My father, who worked as a journalist at the time, was the proud owner of an Apple Macintosh computer. The Internet literally transformed his life and, even though back then the Internet’s speed was very slow and tardy, it meant everything to him. He used to patiently wait until the beeping sound of the modem went silent to get connected to the outside world. He used to write his editorials until late at night and, sometimes, he even stayed up until the early hours of morning in order to send them out to various news journals. This form of connectivity was as valuable to him as a plot of gold and, without it, he would have been a lot less productive.
Fast forward to today, technology has evolved in mind-boggling ways! It has transformed the lives of people in many ways and has given them the tools to extend their networks and form cyber relationships. Social media websites like LinkedIn, Facebook, Xing and others are now seriously affecting our ability to interact and communicate with one another – there are so many examples, but my favourite one is “send me an email”. Paul Booth, PhD, an assistant professor of media and cinema studies in the College of Communication at DePaul University in Chicago, believes that ‘there has been a shift in the way we communicate; rather than face-to-face interaction, we’re tending to prefer mediated communication. We’d rather e-mail than meet; we’d rather text than talk on the phone’.
That said, we might have thousands of connections on LinkedIn for example, but how many of them have we actually met face to face? With how many of these individuals have we built strong relationships which enable us to see their true personality and character? Unfortunately, our interactions on social media tend to be weak ties. We don’t feel as personally connected to the people at the other end of our communication as we do when we’re face to face.

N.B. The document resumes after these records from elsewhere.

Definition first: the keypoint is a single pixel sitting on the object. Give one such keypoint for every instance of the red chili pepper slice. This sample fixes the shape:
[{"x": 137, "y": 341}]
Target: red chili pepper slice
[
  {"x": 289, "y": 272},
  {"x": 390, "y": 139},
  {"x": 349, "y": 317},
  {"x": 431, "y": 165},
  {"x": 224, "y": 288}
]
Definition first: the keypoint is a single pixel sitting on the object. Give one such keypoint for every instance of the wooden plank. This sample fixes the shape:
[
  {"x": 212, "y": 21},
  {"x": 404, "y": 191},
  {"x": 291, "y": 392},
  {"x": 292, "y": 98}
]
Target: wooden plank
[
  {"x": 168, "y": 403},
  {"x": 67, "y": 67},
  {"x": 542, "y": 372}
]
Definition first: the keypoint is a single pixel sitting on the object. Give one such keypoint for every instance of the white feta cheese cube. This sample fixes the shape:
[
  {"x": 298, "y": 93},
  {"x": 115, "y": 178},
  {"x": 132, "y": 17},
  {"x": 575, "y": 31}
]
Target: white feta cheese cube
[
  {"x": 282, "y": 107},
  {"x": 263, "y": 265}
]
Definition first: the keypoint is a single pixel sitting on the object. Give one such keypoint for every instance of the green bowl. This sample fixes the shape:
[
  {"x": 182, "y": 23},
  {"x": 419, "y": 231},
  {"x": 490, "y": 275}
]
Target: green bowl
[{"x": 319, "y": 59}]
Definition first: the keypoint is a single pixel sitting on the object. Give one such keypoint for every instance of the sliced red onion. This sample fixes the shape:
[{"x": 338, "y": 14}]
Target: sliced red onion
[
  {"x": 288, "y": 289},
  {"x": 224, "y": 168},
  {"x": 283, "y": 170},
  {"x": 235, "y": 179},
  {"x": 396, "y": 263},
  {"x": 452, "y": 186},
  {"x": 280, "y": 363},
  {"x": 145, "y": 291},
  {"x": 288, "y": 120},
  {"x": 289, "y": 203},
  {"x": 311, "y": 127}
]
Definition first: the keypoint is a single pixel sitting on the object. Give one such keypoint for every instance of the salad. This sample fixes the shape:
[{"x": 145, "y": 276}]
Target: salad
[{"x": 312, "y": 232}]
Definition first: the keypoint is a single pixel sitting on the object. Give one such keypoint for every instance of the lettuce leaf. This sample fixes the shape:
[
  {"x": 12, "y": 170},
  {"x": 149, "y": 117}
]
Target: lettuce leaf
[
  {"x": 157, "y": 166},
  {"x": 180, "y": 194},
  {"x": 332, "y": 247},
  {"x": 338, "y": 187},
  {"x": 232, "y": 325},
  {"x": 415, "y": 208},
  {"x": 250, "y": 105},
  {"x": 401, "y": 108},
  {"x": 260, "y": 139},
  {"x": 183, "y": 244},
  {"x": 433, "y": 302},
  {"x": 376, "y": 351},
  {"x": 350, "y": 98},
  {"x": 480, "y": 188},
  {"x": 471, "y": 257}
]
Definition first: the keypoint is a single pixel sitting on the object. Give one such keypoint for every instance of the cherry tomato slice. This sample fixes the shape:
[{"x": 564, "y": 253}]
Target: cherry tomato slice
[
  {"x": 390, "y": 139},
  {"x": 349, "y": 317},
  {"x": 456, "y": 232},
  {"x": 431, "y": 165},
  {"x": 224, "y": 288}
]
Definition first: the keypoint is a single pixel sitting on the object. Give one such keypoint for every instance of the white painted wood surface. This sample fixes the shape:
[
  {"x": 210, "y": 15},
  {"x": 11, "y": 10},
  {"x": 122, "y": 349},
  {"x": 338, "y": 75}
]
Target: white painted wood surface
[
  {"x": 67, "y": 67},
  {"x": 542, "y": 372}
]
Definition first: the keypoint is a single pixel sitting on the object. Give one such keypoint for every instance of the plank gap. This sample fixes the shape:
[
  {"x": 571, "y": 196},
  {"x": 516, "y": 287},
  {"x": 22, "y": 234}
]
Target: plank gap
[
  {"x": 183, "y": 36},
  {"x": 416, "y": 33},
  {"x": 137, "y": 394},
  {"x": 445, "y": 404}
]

When it comes to recruitment, social media websites and electronic CVs are truly useful for many reasons but, they are simply an artifice which fails to denote the person behind the writing. It is impossible to deduce a person’s personality and determination from a CV or online profile. They might reveal someone’s academic and work achievements but they’re likely to be poor at revealing a person’s true character. It’s much easier to really get a sense of a candidate’s personality when you meet with them face to face and yet, too many recruiters rely on emails or telephone interviews to measure whether a candidate is suitable or not for a role.
By themselves, someone’s past achievements and IQ cannot predict culture fit, executive competence and corporate success. Moreover, it has been scientifically proven that, when it comes to success in the workplace, a person’s character can be more important than their IQ.
Sarah Mackenzie Ross, Consultant Clinical Psychologist and Neuropsychologist and Honorary Senior Lecturer at University College London, believes that whilst IQ is important for determining the rough ’ball-park’ role someone might find themselves in, once in their chosen profession, personality, character and integrity are the main predictors of success. Those people who are goal driven, motivated, determined and resilient in the face of failure, who have good social skills and are emotionally stable fare the best.
Studies have found that people who show ’true perseverance’ - i.e. keep plugging away despite failure - and those whose personality traits show that they are able to work towards long term goals rather than short term gratification, predict financial and personal success more than IQ, class or financial background.
At Investigo we value the importance of face to face meetings with both our clients and candidates. We embrace the changes technology has brought to recruitment in the past few years and we love how it allows us to communicate with others more quickly. But, we also try to never forget that clients want to work with people they can relate to. As we have found on many occasions, a CV may help a candidate get an initial interview but, employers will always go with the candidate who can demonstrate the qualities I’ve outlined above.